EU 1 doesn’t feel like a liberal democratic society. It feels like a sophisticated machine. The citizens see it as an inter-governmental system, remote from the people, managed by civil servants and lawyers. There is a similar problem at the global level, where countless inter-governmental organisations are beyond national democratic control. New forms of despotism pose as benign agents of a common good that they themselves determine, manage, and judge.

The overwhelming structural problem of EU 1 is that there is no Europe-wide politics, in the sense of a never-ending day-to-day struggle about public policy and the use of public power – the struggle at the heart of true liberal democracy.

Liberal democracy is an amazing human invention. It is an ingenious way of turning private interests into common interest, through the medium of politics and public opinion – the common interest of a dynamic society with which the citizens identify themselves.

Politics helps to generate the self-consciousness of a society. The self-consciousness of a society makes politics possible. In EU 1 there is no self-consciousness of a European society. To create a reality of politics within a self-conscious European society-of-societies is a daunting task. But it is unavoidable if Europe is to become what it should be.

The main pillar of liberal democracy is ­representation. The citizens, through their representatives, have the first word, and the last word, on law-making and government. The citizens can call government to account for everything that it does.

In EU 2, national parliaments should be at the heart of an emerging form of all-European politics. The European Parliament might be replaced by a European Senate of 100 members, with two members from each member state, and forty-four eminent people chosen from across the whole of Europe, on grounds other than those of party politics or cronyism.

We Europeans have one very great advantage. We have unrivalled experience in creative constitutionalism. Over the course of three thousand years, Europe has spawned countless new forms of polity, permutations of the organisation and justification of public power.
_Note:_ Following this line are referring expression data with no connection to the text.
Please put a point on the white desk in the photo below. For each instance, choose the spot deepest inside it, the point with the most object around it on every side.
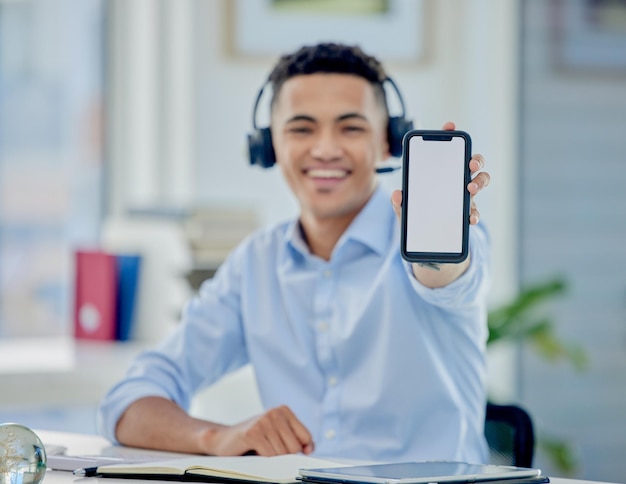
(81, 444)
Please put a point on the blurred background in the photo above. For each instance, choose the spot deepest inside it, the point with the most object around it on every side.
(123, 125)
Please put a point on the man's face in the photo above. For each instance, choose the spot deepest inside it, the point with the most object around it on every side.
(329, 131)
To talk in terms of old categories of federalism, or even of old ideas of democracy, is to constrain our imagination unnecessarily.

The revolutionary transformation of the European Union will produce an entirely new form of polity, to solve an interesting new problem. How can the fabulous success of the most advanced modern societies be expanded to the level of a society that includes those societies? EU 1 offered one solution – creating a parallel external system partially internalised in national societies – a solution that has reached the end of its usefulness.

European integration was a brilliant achievement in the 1950’s, negating the horrors of recent European history. The world has changed fundamentally. The shared strength of Europe needs a new purpose and a new form. We need a new Europe for a new world.  The young people of Europe want a Europe that is a beacon of the future, not a relic of the past. Let a great debate begin!